The title of the novel, “In the Name of God,” is closely related to the saying that many people say Islamic extremists yell before committing an act of terror (Allahu Akbar, which means God is great and implies that the violence was done in God’s name). However, doing something in the name of God, as it occurs in this book and in real life, doesn’t truly mean God sanctions it, and it certainly doesn’t mean that other people within the same religion believe the same thing. Thus, the violence we see done in the name of God is just violence that extremists and journalists alike are blaming on a religion.

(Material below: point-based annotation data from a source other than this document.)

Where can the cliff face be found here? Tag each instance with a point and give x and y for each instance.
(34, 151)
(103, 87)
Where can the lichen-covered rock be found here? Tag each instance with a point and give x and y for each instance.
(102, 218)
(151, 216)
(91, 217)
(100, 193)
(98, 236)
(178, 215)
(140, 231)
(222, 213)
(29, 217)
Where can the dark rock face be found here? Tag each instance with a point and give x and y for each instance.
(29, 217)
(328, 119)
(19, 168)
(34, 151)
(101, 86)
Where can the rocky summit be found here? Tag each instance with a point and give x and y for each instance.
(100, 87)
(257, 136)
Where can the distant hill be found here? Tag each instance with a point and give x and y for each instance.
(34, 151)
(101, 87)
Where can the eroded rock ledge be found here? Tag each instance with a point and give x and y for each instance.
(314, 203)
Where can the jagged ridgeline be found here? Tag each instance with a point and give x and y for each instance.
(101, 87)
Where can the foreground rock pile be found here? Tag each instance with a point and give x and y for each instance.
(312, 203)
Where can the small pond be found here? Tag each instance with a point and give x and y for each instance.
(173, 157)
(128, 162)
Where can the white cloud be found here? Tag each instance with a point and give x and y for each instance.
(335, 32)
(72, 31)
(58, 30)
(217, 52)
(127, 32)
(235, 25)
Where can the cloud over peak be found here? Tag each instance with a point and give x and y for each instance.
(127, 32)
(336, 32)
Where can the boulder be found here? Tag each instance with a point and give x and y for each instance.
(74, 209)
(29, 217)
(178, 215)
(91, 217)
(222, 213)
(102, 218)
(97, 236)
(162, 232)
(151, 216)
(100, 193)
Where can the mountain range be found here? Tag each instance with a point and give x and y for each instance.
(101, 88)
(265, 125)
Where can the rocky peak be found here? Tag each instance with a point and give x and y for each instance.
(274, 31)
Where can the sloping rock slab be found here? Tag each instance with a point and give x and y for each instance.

I created this piece to represent the violence committed by the extremist group in this novel. I specifically depicted the scene in which the severed head of a villager is found on the bridge, as a public display of the group’s violence. I found that this scene really stuck in my head, as it was very gruesome, but also because it seemed so twisted that anyone could think that violence like that is condoned by God, who is supposed to be all-loving and merciful. I made a print for this piece, so I carved my design into a styrofoam printing block and then I rolled it with paint, and then I printed it on paper. The printing process was actually much harder than I expected, as I had to make sure the images appeared and the layers were even. The process also limited my colors, which I think helped me make a clearer, simpler, and more stark image. Above the print, I wrote “bi-issim allahu,” which means “in the name of God.”